Written blanks have no sound, and are optional. In this document a blank usually comes before each word (except in the phrase ''gua\spi"), although in running text it looks nicer to omit blanks before the tone '-'. There is no distinction between upper and lower case. The tones (described next) make punctuation unnecessary. There are no periods at the ends of sentences; however, each sentence start word begins with a glottal stop, written as a colon.
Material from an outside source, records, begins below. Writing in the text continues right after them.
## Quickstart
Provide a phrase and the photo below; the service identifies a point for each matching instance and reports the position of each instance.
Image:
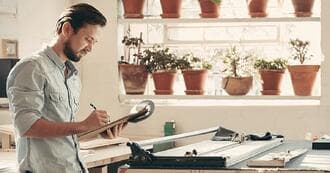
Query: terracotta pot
(303, 78)
(209, 9)
(134, 78)
(272, 80)
(171, 8)
(133, 8)
(194, 81)
(164, 82)
(303, 8)
(237, 86)
(257, 8)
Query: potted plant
(132, 69)
(302, 76)
(133, 8)
(162, 64)
(271, 72)
(171, 8)
(194, 72)
(209, 8)
(303, 8)
(257, 8)
(237, 70)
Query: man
(43, 92)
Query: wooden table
(96, 160)
(6, 136)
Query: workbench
(314, 161)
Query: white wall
(33, 25)
(36, 23)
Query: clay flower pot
(303, 8)
(133, 8)
(164, 81)
(171, 8)
(209, 9)
(237, 85)
(257, 8)
(194, 81)
(272, 80)
(134, 78)
(303, 78)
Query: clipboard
(141, 111)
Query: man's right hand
(96, 119)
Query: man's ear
(67, 29)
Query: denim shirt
(37, 88)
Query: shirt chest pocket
(58, 97)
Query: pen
(92, 106)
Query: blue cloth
(37, 88)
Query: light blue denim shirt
(37, 88)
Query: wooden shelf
(208, 100)
(157, 20)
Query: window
(268, 37)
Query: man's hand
(114, 131)
(96, 119)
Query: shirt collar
(54, 57)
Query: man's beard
(69, 53)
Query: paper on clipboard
(140, 112)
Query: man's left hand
(114, 132)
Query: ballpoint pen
(95, 110)
(92, 106)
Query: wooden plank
(278, 159)
(101, 142)
(102, 169)
(203, 147)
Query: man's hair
(79, 15)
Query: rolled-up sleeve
(25, 93)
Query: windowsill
(157, 19)
(202, 100)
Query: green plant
(132, 44)
(189, 61)
(275, 64)
(158, 58)
(235, 63)
(300, 50)
(216, 1)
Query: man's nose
(89, 47)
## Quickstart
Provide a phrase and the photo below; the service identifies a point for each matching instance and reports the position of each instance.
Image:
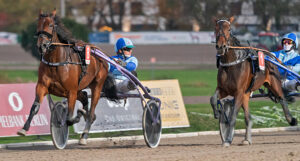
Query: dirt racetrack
(266, 146)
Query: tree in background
(269, 9)
(101, 12)
(29, 39)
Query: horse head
(45, 31)
(223, 33)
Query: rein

This colon is a letter, not a punctuation.
A feature of gua\spi (like Loglan before it, and unlike English) is that writing and speech are isomorphic, that is, each letter has a single phoneme (sound) and each phoneme has a single letter (with trivial exceptions), so that each spoken text can be spelled easily and without ambiguity, and each written text can be read off equally easily.
Grammar by Tones
The job of grammar is to stick words together into phrases. The grammar does not support meaning of any kind --- no tenses, no possessives, no nouns, no verbs. These ideas are handled at the organizational and semantic levels, using the grammar as a foundation. Like its morphology, the grammar of gua\spi is nearly minimal.
Parse Tree
The grammar is stated in Backus-Naur form in Section [Backus]. For grammatical purposes there is only one kind of phrase (though distinctions are made at the organizational level), but words have five categories: the two words ''fu" and ''fi", sentence start words, other prefixes, and everything else. The main part of a phrase is a sequence of one or more words collectively called the ''phrase predicate"; any prefixes in this must come first. After any of the prefixes or after the whole predicate the sub-phrases are interspersed. They, of course, have their own prefixes, predicates and sub-phrases.
Let us understand phrases with the help of the example in the following figure, showing the ''parse tree" of a simple sentence. The root phrase is at the top; parse trees grow upside down. Sub-phrases with their own predicates come at the next lower level. These in turn may have their own sub-phrases. Each phrase is at a certain level and it attaches to the most recent phrase at the next higher level. The tones (see Table 4 [Tones]) show the level of each word relative to the one before it.